サードプレイスはエクササイズ!?やりたいことはどんどんやってみる! 自分のワクワクを大切に、誰かの役に立てていけたら。

仕事や家庭以外の活動にも精力的です。
「サードプレイスは、ガス抜きや学びの場。エクササイズ近いかもしれません!」

体系化した学びを求めて参加したPMIでの活動を通じて得られる 、異業種のPMとの交流からの気づきは計り知れません。
また、プロボノとしてNPOの取り組み支援を行う中で、あらゆる社会課題を知り、地方へ目を向けていくきっかけにもなったと言います。

「やりたいと思ったことは、やってみる」のが川窪さん流。
過去には医学の勉強にもトライし、予備校にも通いました。

趣味は、海外旅行!ツアーではなく、自分自身でプランして旅に出ます。
「帰ってこられないかもしれない。自分の無力さを知る時間。けれど、世界のあちこちに損得なく助けてくれる人がいるんです。だからやめられない」と、気兼ねなく旅に出られる日を思います。

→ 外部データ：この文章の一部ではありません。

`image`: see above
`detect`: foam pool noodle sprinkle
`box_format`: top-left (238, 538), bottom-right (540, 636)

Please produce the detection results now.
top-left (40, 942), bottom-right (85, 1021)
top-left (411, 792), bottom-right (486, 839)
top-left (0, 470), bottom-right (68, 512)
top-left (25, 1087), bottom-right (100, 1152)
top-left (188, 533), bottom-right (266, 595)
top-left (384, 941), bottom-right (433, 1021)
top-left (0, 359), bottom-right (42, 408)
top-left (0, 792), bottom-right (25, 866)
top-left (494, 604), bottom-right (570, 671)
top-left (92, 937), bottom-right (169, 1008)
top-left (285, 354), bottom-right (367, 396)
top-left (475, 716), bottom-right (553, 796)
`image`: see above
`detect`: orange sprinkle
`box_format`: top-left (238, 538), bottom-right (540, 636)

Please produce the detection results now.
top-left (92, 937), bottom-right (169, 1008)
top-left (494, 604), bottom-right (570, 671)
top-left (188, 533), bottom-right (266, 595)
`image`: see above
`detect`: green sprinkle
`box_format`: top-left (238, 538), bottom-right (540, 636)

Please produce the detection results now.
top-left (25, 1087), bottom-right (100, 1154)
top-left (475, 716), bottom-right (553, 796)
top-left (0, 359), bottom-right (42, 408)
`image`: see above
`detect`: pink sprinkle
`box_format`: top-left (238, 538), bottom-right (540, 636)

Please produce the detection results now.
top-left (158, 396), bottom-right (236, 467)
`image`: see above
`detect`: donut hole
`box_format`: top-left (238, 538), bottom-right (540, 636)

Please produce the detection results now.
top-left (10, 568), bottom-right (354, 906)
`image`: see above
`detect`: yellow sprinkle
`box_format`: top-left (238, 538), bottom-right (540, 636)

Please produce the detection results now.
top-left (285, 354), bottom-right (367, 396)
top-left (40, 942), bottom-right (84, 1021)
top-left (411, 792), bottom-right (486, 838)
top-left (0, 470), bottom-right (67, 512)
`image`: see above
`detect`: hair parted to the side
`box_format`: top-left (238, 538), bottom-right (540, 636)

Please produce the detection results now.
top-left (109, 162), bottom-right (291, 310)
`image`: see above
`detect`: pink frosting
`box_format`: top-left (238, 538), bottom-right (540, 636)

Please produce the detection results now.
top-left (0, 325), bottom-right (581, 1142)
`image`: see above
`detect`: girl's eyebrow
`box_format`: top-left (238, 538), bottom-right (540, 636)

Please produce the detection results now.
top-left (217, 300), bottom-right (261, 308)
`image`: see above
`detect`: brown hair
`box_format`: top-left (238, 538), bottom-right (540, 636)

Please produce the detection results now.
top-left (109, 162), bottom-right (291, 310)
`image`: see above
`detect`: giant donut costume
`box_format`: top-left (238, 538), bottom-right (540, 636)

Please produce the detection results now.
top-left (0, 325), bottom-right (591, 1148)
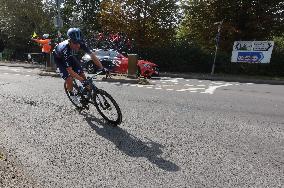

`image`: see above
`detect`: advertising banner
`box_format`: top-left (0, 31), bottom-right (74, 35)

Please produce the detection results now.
top-left (231, 41), bottom-right (274, 63)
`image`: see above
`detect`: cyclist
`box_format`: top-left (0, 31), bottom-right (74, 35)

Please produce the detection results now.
top-left (53, 28), bottom-right (105, 104)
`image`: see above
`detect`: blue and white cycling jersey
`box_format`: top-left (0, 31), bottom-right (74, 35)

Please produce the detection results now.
top-left (53, 40), bottom-right (92, 79)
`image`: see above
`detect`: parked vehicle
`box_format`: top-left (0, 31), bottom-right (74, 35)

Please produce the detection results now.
top-left (82, 49), bottom-right (159, 78)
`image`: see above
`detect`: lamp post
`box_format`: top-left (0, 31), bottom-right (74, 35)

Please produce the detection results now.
top-left (211, 20), bottom-right (224, 75)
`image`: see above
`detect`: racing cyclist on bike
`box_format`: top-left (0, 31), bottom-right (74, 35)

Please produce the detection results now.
top-left (53, 28), bottom-right (108, 103)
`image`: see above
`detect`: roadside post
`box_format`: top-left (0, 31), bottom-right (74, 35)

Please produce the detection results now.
top-left (211, 20), bottom-right (224, 75)
top-left (127, 54), bottom-right (138, 78)
top-left (50, 0), bottom-right (64, 71)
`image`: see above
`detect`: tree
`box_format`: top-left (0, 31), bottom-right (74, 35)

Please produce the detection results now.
top-left (101, 0), bottom-right (178, 47)
top-left (62, 0), bottom-right (100, 37)
top-left (0, 0), bottom-right (51, 55)
top-left (179, 0), bottom-right (284, 51)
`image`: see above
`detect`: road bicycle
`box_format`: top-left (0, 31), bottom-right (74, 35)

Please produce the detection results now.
top-left (64, 71), bottom-right (122, 126)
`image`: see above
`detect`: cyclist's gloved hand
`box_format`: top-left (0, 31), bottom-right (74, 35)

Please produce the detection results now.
top-left (98, 68), bottom-right (109, 74)
top-left (81, 80), bottom-right (89, 87)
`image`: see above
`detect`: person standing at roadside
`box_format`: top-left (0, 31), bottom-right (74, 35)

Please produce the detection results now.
top-left (32, 34), bottom-right (52, 67)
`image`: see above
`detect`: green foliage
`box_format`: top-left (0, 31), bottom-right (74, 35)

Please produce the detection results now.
top-left (0, 0), bottom-right (51, 58)
top-left (61, 0), bottom-right (101, 37)
top-left (101, 0), bottom-right (178, 48)
top-left (179, 0), bottom-right (284, 52)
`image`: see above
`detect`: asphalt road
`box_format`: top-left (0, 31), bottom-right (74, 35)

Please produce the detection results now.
top-left (0, 66), bottom-right (284, 188)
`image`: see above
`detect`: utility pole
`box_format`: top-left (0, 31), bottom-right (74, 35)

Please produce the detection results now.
top-left (211, 20), bottom-right (224, 75)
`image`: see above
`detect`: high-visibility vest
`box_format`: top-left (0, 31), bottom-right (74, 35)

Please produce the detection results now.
top-left (33, 39), bottom-right (52, 53)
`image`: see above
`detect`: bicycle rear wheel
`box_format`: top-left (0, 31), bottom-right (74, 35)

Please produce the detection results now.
top-left (93, 89), bottom-right (122, 126)
top-left (64, 83), bottom-right (83, 109)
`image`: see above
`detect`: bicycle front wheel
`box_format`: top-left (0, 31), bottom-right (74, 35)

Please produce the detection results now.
top-left (93, 89), bottom-right (122, 126)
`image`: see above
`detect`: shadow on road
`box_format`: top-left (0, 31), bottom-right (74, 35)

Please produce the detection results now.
top-left (83, 114), bottom-right (180, 172)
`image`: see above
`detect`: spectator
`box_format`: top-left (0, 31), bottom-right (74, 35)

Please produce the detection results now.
top-left (32, 34), bottom-right (51, 67)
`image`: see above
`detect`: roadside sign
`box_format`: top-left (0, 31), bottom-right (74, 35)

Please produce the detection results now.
top-left (54, 16), bottom-right (63, 28)
top-left (231, 41), bottom-right (274, 63)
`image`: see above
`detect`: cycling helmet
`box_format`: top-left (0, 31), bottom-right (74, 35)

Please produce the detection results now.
top-left (67, 28), bottom-right (83, 43)
top-left (42, 34), bottom-right (49, 39)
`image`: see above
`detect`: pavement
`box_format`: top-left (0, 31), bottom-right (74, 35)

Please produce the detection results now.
top-left (0, 61), bottom-right (284, 85)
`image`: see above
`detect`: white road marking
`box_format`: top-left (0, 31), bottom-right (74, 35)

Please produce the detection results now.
top-left (201, 83), bottom-right (233, 95)
top-left (176, 88), bottom-right (205, 91)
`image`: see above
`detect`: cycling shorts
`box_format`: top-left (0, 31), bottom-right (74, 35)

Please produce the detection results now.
top-left (54, 58), bottom-right (83, 80)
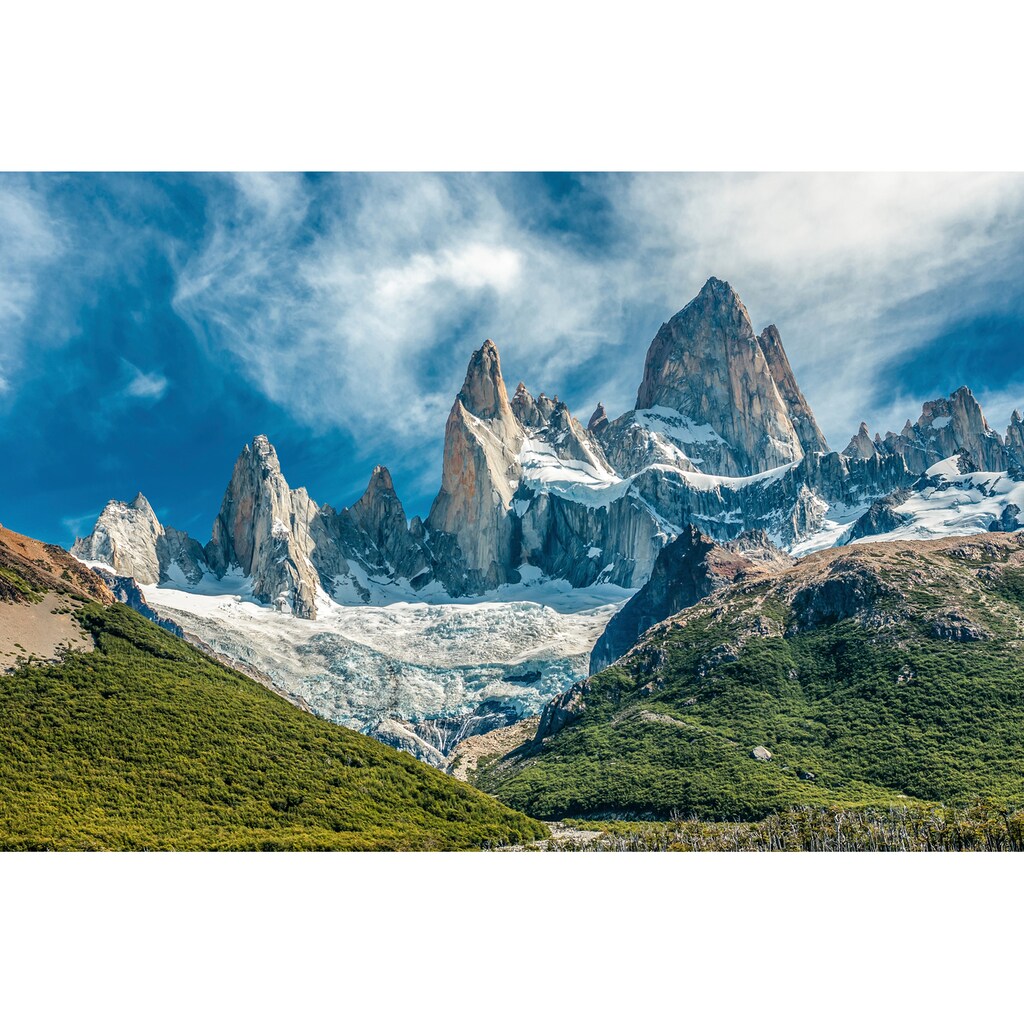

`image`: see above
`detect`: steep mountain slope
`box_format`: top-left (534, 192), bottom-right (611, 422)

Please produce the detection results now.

今年、 川窪さんは、15年勤めた建築会社から、現職のコンサルタント会社に転職しました。
前職で培った経験から、視座を上げて次のステップに進みたい気持ちがわいたことがきっかけです。
「今は、地域で目の前にある課題の解決に注力していますが、大きな視野を保ちながら、いずれは幅広いマネジメントと社会貢献を行えるようになっていけたらと考えています。」

そして、今までも、これからも、「自分自身のワクワクすることをやり続けながら、それが将来、他の誰かの役に立てばいいな」という軸 を、保ち続けていきます。